3. The cluster dynamically coordinates based on the number of active nodes. The current window index modulo the active `ringSize` dictates which node holds authority.

```mermaid
stateDiagram-v2
    [*] --> Node0
    Node0 --> Node1: Window + 5000ms
    Node1 --> Node2: Window + 5000ms
    Node2 --> Node0: Window + 5000ms
```

### The Role of the Leader

The node currently holding authority becomes the Leader.
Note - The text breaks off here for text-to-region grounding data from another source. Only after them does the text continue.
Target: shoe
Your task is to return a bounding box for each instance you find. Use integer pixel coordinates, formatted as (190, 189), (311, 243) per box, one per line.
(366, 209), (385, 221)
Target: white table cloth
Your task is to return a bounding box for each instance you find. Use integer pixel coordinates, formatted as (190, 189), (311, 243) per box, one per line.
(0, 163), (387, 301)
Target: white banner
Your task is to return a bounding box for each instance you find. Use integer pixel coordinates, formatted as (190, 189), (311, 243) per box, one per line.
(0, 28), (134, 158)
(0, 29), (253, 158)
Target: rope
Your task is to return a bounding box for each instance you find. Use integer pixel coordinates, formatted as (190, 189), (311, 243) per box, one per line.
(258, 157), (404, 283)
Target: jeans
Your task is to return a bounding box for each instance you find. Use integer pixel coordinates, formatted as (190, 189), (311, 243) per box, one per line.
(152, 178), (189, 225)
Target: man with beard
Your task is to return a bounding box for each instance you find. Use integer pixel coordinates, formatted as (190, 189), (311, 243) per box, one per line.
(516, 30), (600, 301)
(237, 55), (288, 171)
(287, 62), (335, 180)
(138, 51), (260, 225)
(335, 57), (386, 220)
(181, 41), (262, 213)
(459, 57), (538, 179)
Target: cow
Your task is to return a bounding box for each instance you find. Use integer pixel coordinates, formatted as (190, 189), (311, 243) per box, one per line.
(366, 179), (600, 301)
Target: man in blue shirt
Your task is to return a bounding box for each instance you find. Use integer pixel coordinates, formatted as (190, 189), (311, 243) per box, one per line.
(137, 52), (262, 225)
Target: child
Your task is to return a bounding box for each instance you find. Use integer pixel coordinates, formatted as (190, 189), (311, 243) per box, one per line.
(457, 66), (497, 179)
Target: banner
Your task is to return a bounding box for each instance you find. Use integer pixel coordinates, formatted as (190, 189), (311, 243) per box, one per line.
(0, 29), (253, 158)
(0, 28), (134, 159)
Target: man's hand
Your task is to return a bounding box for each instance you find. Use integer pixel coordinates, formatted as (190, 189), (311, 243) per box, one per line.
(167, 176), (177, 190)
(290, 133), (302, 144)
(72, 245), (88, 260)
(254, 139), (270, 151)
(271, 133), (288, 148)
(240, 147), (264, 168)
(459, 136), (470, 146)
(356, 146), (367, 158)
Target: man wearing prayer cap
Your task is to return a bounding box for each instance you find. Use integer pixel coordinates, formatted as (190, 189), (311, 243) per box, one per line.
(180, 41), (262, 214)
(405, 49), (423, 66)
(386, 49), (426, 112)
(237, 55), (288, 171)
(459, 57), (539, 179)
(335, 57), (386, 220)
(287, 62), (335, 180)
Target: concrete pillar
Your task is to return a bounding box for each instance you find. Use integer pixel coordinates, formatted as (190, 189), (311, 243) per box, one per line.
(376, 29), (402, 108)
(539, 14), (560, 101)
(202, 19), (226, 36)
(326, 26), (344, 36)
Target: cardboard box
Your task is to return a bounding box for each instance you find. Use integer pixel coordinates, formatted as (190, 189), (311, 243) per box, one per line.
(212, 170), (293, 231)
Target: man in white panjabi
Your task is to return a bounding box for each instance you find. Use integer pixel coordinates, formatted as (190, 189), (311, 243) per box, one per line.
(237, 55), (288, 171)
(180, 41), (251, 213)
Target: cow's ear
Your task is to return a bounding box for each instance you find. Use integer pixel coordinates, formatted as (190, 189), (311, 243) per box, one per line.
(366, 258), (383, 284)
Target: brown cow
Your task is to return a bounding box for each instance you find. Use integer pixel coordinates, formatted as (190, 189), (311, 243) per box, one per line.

Its sole responsibility is to run the background **Write-Forward Service**.

* It scans the `committed/` prefix in the storage driver.
* It pulls down any pending batches (from *any* node).
* It merges those rows into new immutable data blocks.
* It atomically swaps the block pointers in `Block 0`.
* It deletes the pending batches from the log.

*Note: ALL nodes can accept write requests and flush them to the `committed/` log at any time. The timesharing mechanism only restricts who is allowed to write those logs forward into permanent blocks.*

***

## Dynamic Scaling and Replicas

Because the cluster coordinates dynamically, you can scale your database tier automatically.

### Overlaps and Gaps (Split-Brain)

When a cluster scales dynamically (e.g., a node crashes or a new one boots up), nodes will not discover the change at the exact same millisecond.

* **The Gap:** For a few seconds, there may be a leadership window that no node thinks it owns. The Write-Forward log simply builds up slightly, which is harmless.
* **The Overlap:** Two nodes might temporarily both believe they are the leader of the current window.

In traditional databases, an overlap causes catastrophic split-brain corruption. In BucketDB, **it is completely harmless**.

Because `Block 0` updates are guarded by strict Storage Driver ETag conditional writes, if two nodes run the Write-Forward process simultaneously, the slower node will receive an ETag mismatch when it tries to save the new block pointers. It will silently discard its redundant work and back off, treating the Timesharing ring purely as an optimization to prevent wasted compute, rather than a hard concurrency lock.

### Performance Implications During Gaps

The Write-Ahead gap may have an impact on query performance.

When a query is executed, BucketDB must guarantee eventual consistency. To do this, the local `QueryEngine` will overlay pending commits. If the `committed/` prefix temporarily grows larger than normal because the leader missed its turn, queries will have to process more batches. This may cause a noticeable latency spike in read queries for the duration of the gap.

## Read Replicas (Edge Nodes)

A massive architectural feature of BucketDB's timesharing model is the ability to run pure **Read Replicas**.

Because any node can read data and append to the `committed/` log, you can spin up 50 nodes globally (e.g., on edge locations) to serve lightning-fast reads. However, you don't want an edge node in Tokyo merging S3 blocks for a bucket hosted in Virginia.

To solve this, simply assign your edge nodes a `nodeId` that falls outside the active cluster's designated Timeshare ring, or do not run the `WriteForwardService` on them. They will serve reads from the in-memory cache and overlay local writes into the S3 WAL, but will never wake up to perform heavy background block merges, drastically reducing cloud egress costs and processing latency.